Is 2010 the beginning of our current decade or is 2011?
Decades are sets of 10 years, and as the AD counting of years begins with 1AD and not 0AD, the first set of 10 years since the beginning of counting them in the AD format is 1AD ending at the end of 10AD, so the second set of 10 years begins 11AD. By this reading the new decade begins this year, 2011.
There's a few ways of defining how long a year is, it can be a lunar year, seasonal, academic even. We currently use the Gregorian calendar which counts a year as having 365 days and 366 in a leap year. The Julian calendar gives a year 365.25 days hence the use of the Gregorian calendar to keep things tidy (and to do with trying to fix the equinoxes to near enough the same dates each year)giving us a leap year every 4 years. Astronomers use the Julian calendar err maybe it is more accurate or sumet.
We (Western world) began using the Gregorian calendar in the 1500s thanks to the then Pope helping us all out by standardising the calendar across the Holy Roman Empire. Kind of helps with trade I would imagine, and for calculating festivals like Easter and what not. Okay but because we'd all been going along with long winded non-standardised 'years' when the reformed calendar kicked in we had to cut out 10 or so days from the year to make up for the accumulated time-shift-error-y-stuffs. I mean, there were a lot of history ups and downs involved in setting the calendar and so what at first began with the Pope's edict and the need to drop 10 days actually meant that more than 10 days were eventually cut, here and there. Look, I found an equation that you can use to work out the difference between the Julian calendar and Gregorian calendar:
To make the working out of what a 'year' is and how to calculate where one begins and where one ends even more fiddly our year didn't always begin on the 1st of January. In Scotland they were a bit more sensible than England where I reside, and adopted 1st January as the beginning of a new year in 1600, but in England we really liked starting the new year on March 25th (known as Lady Day), so it took us until 1725 to catch up to our European buddies and move our new year new start to 1st January. So Charles I in his time was executed in 1648 but in history books he was executed in 1649 because of the calendar adjustments.

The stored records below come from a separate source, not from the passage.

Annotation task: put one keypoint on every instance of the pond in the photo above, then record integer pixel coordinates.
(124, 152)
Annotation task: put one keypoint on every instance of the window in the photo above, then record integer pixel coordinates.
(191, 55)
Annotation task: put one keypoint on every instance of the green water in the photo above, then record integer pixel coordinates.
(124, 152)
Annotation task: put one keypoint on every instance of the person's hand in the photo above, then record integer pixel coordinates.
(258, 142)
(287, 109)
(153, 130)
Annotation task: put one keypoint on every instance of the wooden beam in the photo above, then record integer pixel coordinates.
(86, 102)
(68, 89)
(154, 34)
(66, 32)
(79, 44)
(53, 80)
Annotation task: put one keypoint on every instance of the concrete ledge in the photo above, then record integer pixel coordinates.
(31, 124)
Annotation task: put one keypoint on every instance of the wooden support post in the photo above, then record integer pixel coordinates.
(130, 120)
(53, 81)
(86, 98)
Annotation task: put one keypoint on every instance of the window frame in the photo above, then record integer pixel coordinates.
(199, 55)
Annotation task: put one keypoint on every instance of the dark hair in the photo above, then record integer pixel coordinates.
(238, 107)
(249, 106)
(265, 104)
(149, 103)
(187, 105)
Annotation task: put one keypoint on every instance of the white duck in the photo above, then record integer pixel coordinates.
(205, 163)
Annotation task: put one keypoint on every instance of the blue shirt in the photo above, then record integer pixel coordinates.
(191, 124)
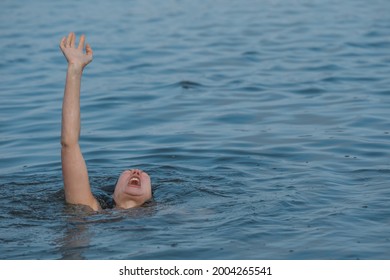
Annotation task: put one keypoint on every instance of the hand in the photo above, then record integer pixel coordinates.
(76, 56)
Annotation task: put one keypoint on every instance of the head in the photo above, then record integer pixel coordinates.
(132, 189)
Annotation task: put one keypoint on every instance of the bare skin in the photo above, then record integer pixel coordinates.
(134, 186)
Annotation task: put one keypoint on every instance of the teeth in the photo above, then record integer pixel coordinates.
(134, 181)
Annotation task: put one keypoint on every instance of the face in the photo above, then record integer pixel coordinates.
(132, 189)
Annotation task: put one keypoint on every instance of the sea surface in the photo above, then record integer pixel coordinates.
(265, 126)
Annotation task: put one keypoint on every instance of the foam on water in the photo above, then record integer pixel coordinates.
(264, 126)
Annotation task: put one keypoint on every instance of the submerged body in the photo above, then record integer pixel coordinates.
(134, 186)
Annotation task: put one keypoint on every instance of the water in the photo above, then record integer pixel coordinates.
(263, 124)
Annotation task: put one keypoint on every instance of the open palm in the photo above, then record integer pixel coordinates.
(75, 55)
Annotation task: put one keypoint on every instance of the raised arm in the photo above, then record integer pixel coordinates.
(74, 169)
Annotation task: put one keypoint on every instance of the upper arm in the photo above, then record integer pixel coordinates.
(75, 176)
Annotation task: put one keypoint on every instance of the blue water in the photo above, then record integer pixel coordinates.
(265, 126)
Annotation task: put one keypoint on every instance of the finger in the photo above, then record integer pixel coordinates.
(62, 43)
(68, 40)
(81, 43)
(73, 40)
(88, 49)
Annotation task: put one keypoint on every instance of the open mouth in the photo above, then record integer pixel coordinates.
(135, 181)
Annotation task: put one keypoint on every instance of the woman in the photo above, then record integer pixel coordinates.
(133, 187)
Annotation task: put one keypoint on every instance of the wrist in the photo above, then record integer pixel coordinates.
(74, 68)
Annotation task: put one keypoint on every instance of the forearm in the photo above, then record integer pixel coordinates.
(70, 131)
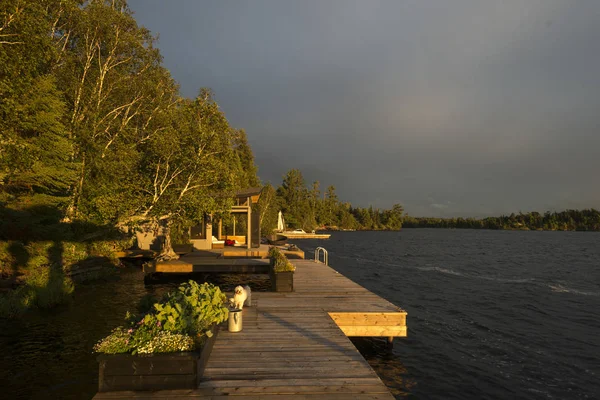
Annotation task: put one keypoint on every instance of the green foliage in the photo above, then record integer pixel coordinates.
(119, 341)
(279, 261)
(268, 209)
(191, 309)
(181, 321)
(167, 342)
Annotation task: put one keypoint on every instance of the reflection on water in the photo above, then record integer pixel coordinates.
(491, 315)
(386, 364)
(49, 355)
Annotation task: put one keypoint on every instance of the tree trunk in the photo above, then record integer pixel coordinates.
(167, 253)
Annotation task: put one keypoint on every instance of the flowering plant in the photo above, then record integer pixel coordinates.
(180, 322)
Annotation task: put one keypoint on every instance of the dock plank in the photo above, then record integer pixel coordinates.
(296, 346)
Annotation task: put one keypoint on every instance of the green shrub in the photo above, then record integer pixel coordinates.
(279, 261)
(167, 342)
(119, 341)
(181, 321)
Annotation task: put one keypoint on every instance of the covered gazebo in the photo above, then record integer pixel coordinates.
(207, 236)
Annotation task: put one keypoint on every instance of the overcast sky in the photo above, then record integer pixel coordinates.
(452, 108)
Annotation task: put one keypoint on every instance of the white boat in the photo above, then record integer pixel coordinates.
(297, 233)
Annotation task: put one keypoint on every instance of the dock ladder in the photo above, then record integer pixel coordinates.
(318, 252)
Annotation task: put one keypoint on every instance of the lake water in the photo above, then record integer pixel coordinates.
(491, 314)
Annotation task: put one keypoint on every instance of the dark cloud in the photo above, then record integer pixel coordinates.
(452, 108)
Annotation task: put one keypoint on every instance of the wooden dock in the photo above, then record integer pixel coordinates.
(227, 260)
(295, 345)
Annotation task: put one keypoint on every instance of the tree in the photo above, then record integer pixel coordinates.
(268, 208)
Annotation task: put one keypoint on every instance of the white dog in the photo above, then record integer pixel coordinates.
(242, 297)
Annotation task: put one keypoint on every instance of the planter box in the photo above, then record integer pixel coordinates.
(282, 281)
(154, 371)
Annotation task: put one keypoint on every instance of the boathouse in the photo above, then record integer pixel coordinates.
(209, 234)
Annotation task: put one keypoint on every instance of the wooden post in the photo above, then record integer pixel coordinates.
(390, 343)
(249, 225)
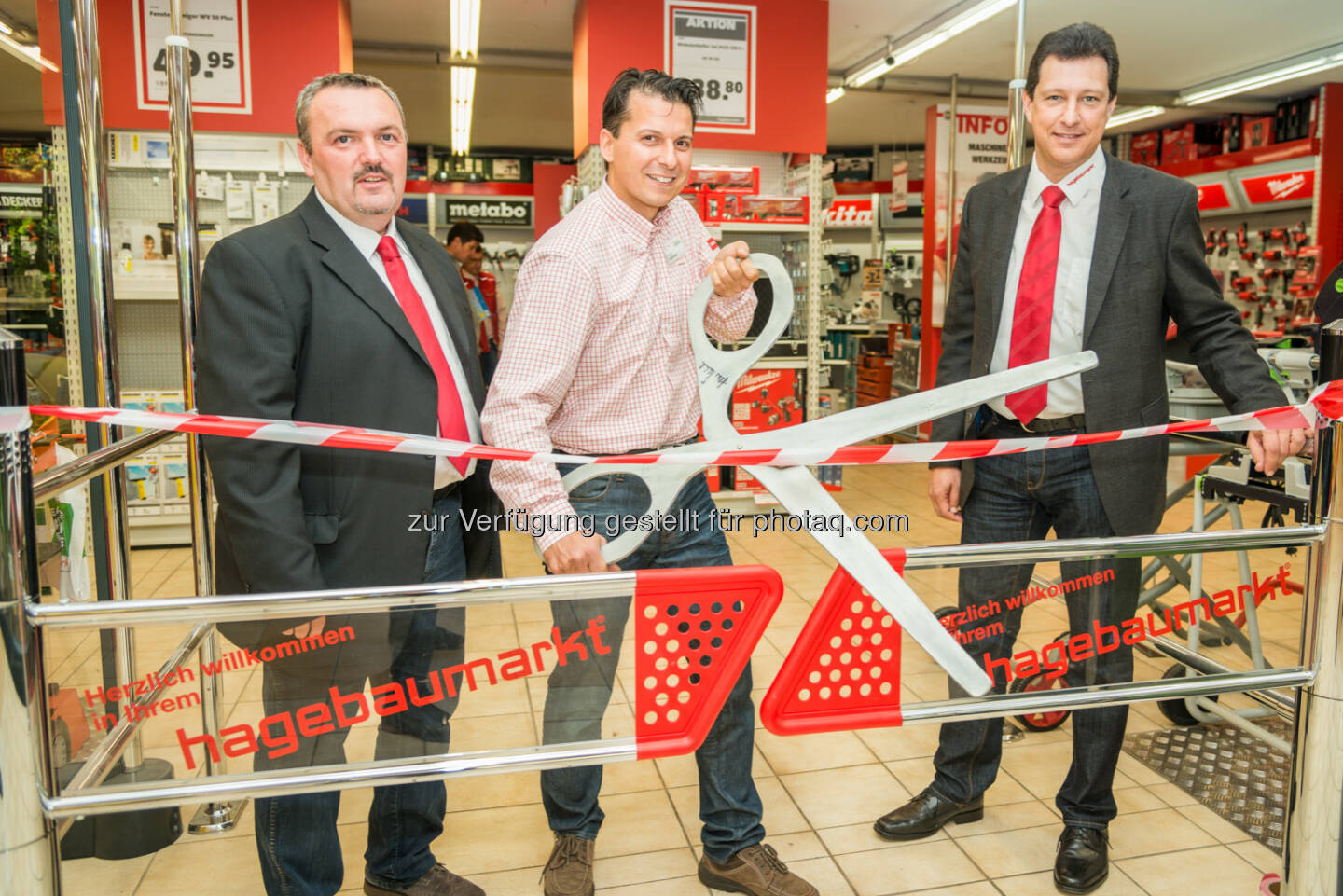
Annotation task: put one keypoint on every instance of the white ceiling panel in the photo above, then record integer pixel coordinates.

This is only relevant to the counting of where a decade begins because a decade is the counting of 10 years, so we've got to come to some kind of agreement about where a year begins and ends and how long it is before we can say how long 10 of them are. Especially as the English calendar change essentially means that we are in year 2010/11 right now (or is it 2011/12?).
Unless you are dead good at maths and logic problems I'd suggest that we choose our culturally accepted definition of a year to calculate decades, that is the year is counted by its name (1648, 1977 etc) and not by its strict constituent number of months or days. And that as we currently count our new year from 1st January that we count our current decades from then as well. This won't help for calculating sets of decades or 10 years in a mathematical sense from 1AD as there have been too many calendar changes to ignore since that date.

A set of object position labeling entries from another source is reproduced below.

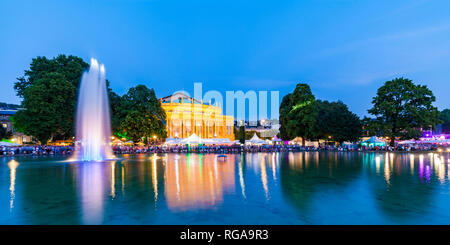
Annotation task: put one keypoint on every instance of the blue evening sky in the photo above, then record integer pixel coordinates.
(343, 49)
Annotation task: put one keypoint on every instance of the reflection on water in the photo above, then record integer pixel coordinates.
(198, 182)
(259, 188)
(92, 185)
(12, 168)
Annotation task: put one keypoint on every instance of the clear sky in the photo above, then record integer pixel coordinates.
(343, 49)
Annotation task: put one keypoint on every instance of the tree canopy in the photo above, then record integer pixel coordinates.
(49, 92)
(298, 113)
(445, 118)
(139, 115)
(402, 109)
(336, 122)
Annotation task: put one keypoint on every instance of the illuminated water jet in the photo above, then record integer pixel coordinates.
(93, 126)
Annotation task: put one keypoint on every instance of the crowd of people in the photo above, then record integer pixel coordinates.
(67, 150)
(35, 150)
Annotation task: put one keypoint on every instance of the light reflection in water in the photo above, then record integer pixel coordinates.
(241, 174)
(264, 177)
(197, 185)
(91, 180)
(12, 165)
(113, 180)
(377, 164)
(387, 173)
(155, 176)
(87, 194)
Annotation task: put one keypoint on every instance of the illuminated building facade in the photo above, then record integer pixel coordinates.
(186, 116)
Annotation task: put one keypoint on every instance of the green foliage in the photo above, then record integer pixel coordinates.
(336, 122)
(9, 106)
(402, 109)
(298, 114)
(139, 114)
(249, 134)
(445, 118)
(49, 92)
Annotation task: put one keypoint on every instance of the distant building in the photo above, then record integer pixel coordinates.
(186, 116)
(5, 121)
(267, 128)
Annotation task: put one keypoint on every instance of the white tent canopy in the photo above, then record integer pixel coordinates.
(374, 140)
(193, 139)
(255, 140)
(3, 143)
(276, 139)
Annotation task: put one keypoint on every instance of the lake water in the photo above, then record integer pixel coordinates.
(259, 188)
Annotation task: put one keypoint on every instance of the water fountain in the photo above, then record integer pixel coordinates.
(93, 126)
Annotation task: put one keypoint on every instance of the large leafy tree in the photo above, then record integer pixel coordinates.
(336, 122)
(298, 114)
(49, 91)
(402, 109)
(141, 115)
(445, 118)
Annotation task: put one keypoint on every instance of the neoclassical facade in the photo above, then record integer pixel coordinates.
(186, 116)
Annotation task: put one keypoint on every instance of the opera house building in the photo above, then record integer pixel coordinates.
(186, 116)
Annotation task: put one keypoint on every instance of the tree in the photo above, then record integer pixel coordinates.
(336, 122)
(49, 92)
(115, 104)
(402, 109)
(445, 118)
(49, 109)
(141, 115)
(298, 114)
(242, 134)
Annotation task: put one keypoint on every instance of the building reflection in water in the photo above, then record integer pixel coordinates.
(12, 165)
(198, 181)
(241, 175)
(92, 183)
(113, 180)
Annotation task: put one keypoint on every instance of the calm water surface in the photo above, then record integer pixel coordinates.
(260, 188)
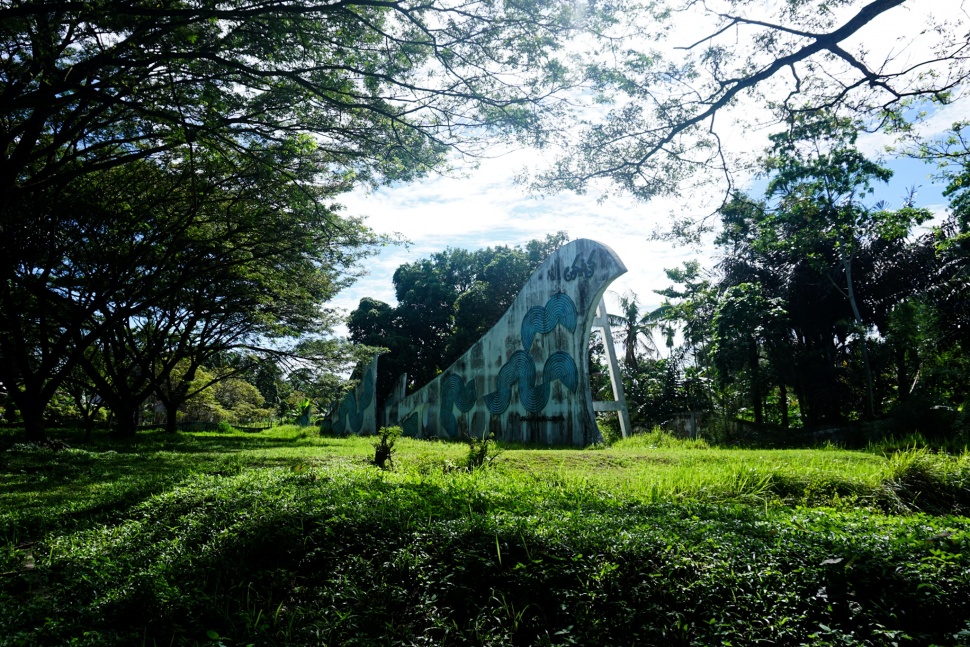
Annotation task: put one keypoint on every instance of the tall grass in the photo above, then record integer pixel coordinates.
(285, 537)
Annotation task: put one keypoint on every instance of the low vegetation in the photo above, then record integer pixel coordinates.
(285, 537)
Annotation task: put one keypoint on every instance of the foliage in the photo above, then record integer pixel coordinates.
(384, 447)
(445, 304)
(674, 95)
(481, 451)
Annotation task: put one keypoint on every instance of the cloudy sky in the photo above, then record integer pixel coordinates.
(484, 206)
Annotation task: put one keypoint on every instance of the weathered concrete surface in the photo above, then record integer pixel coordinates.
(527, 378)
(356, 413)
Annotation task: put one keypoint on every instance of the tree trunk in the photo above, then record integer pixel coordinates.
(756, 399)
(783, 397)
(126, 421)
(902, 377)
(850, 292)
(171, 419)
(32, 411)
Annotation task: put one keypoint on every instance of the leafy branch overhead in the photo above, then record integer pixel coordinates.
(668, 113)
(385, 86)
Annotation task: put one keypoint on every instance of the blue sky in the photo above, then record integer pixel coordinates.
(484, 206)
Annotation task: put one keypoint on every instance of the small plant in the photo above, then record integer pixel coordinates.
(226, 428)
(481, 452)
(384, 447)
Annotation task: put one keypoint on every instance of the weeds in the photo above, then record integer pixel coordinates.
(287, 538)
(481, 451)
(384, 447)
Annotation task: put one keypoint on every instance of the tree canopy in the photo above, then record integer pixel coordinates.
(669, 81)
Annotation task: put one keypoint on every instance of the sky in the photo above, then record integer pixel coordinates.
(485, 206)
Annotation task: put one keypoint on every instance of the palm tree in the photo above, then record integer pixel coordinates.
(634, 330)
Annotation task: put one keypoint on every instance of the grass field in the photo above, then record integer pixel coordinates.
(284, 537)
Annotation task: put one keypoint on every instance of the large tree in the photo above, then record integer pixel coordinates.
(384, 85)
(445, 303)
(111, 111)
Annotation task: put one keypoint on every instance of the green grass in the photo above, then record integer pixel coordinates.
(284, 537)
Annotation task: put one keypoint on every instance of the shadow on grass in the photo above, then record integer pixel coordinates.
(93, 483)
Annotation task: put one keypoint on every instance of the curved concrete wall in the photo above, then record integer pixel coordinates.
(527, 378)
(356, 412)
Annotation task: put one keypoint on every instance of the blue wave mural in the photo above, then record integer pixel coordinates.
(520, 371)
(559, 310)
(455, 392)
(350, 414)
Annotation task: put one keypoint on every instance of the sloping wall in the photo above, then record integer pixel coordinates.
(357, 411)
(527, 378)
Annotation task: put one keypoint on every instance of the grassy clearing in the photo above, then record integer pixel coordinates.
(287, 538)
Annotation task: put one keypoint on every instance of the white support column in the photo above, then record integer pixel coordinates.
(616, 380)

However the cultural concept of decades is a construct to allow us to reflect on the historical and social progression of time, and so in modern times we call decades by names, the 1910s, 1870s, 1650s, etc. It's a form of classifying them. In this way of counting decades the decade begins from ---0 and ends at ---9. The first decade was called the 0s and is 9 years long. The first century is 99 years long. In order to be able to talk about decades and centuries in a way that makes historical and cultural (but not mathematical) sense we must accept losing 1 year in the first decade.
So in the cultural sense our current decade is the 2010s and it began in 2010. In the mathematical sense I'm afraid I can't calculate when the decade began/ begins because trying to figure out from when to start the counting makes my head hurt. But it is kind of fun to think about nevertheless yes?